Localization and expression of visfatin positive cells in rat uterus. Immunohistochemical results showed no visfatin expression in negative control sections (Fig. 1A). The visfatin expression mostly showed brownish yellow staining in the cytoplasm (Fig. 1C). Visfatin positive cells distributed widely in the uterus, and Visfatin positive signals were observed in the endometrium, myometrium and perimetrium (Fig. 1B), especially in the glands of endometrium (Fig. 1C) and mucosal epithelium (Fig. 1D). There was also positive expression in the connective tissue of lamina propria of endometrium; the cells were fusiform, numerous, and stained deeper (Fig. 1C). Positive signals were also observed in the cytoplasm of circular muscle of myometrium with scattered distribution, and the cells, mostly fusiform or pleomorphic in shape, were stained deeper.

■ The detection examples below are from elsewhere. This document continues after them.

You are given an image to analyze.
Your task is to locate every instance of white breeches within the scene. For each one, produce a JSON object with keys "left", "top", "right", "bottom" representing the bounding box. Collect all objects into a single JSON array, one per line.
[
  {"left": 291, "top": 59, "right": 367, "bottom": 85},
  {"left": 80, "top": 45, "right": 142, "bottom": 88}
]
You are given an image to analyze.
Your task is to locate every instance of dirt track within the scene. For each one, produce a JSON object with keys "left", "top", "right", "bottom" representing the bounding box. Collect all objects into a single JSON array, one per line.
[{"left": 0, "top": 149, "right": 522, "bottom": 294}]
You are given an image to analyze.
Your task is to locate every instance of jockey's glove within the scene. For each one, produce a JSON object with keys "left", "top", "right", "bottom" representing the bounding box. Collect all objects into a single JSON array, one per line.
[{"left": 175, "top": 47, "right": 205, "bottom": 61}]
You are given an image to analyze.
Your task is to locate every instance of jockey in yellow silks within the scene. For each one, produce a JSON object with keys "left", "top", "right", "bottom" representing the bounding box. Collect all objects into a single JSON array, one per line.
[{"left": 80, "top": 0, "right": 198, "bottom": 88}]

The effect of visfatin on uterine organization structure in LPS-induced rats. After HE staining, changes of organizational structure (mainly focused on endometrial structure and myometrial thickness) in the rat uteruses were found in different experimental treatment groups under the microscope.

Macrophages, spindle cells, polygonal cells and blood cells were observed in the lamina propria. The blood cells were round, their cytoplasm was stained light pink, and most nucleuses appeared in two leaves (Fig. 2A). The number of uterine glands in endometrial lamina propria and the thickness of myometrium increased in visfatin group, compared to those in saline group (Fig. 2B, Table I).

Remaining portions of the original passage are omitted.